I'm using highlighting for marking up my ESV bible, but I would like to get off on the right foot before going too far... so I'm wondering if there are best practices or suggestions people have for using highlights, palettes, and note linking.
I have the standard observation highlights such as Who, What, Where, Connectives, Repeated ideas, etc. that I would use to mark up books, and I'm also planning on having highlights for pre-defined biblical themes I would like to follow throughout, such as "seeking God".
Using this approach, once I have the highlights sorted out for the various observations, would the best approach be to create a palette for each book that contain the same highlights? i.e. Romans Highlights, Galatians Highlights, etc set to save in note books matching the name of the highlight palette. The advantage I see to this is it organizes all the highlights into smaller groups (per book).
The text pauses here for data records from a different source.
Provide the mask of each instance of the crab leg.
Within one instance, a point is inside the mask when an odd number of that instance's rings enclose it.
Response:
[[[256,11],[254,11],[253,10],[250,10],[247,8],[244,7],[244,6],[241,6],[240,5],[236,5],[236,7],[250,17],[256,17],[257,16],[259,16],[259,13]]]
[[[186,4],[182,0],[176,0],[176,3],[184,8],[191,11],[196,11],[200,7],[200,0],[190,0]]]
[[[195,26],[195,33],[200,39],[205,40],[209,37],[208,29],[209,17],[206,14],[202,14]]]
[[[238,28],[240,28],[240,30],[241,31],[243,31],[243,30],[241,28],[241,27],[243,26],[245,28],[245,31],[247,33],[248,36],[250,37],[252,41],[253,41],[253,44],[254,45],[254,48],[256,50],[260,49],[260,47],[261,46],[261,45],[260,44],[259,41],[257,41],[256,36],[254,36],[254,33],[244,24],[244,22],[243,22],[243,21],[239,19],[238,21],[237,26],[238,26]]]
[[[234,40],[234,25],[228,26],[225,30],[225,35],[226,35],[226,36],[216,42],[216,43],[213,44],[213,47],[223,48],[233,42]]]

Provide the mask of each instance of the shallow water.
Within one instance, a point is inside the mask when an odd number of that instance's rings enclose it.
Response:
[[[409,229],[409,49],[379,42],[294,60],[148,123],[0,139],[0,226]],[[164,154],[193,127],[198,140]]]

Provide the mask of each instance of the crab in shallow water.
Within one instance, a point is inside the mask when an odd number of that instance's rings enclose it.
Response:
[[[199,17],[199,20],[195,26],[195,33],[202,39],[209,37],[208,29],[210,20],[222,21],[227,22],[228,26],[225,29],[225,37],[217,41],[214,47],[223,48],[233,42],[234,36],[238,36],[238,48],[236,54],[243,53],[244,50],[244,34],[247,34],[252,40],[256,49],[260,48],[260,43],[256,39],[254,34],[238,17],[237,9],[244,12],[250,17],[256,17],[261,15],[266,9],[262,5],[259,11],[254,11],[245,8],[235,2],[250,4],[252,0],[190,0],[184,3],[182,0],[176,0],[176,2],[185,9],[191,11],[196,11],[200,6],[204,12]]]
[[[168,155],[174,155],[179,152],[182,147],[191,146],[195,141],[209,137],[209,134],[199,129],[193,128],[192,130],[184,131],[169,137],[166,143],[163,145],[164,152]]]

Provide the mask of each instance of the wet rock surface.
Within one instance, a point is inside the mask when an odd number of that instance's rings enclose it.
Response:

The disadvantage being that I have to create many copies of the same highlight (i.e., a Who observation for each book/palette), and if I want to modify a highlight then I need to modify each instance of that highlight in all palettes. The example I've seen in the 10 day training was to create a palette for a single chapter, Matthew 4, but boy would that add up to a lot of palette's.
For the common biblical themes I would like to trace with different kinds of highlights, would it be best to create a palette for the all themes and use the same palette for all themes in all books, or would it be best to create a palette per theme linked to a single note file for each theme?
The options are varied and once I get invested into a particular approach I can see it could be confusing and a lot of work to make changes. I don't really want an "I wish I had done it another way" type of scenario.
Perhaps there is already a resource or post dedicated to this (searching for the words 'highlighting' and 'notes' brings up a lot of unrelated posts), and if so please forgive the long-winded question and direct me to it...but if not, what would you consider to be a best practice for this? What methods do you use?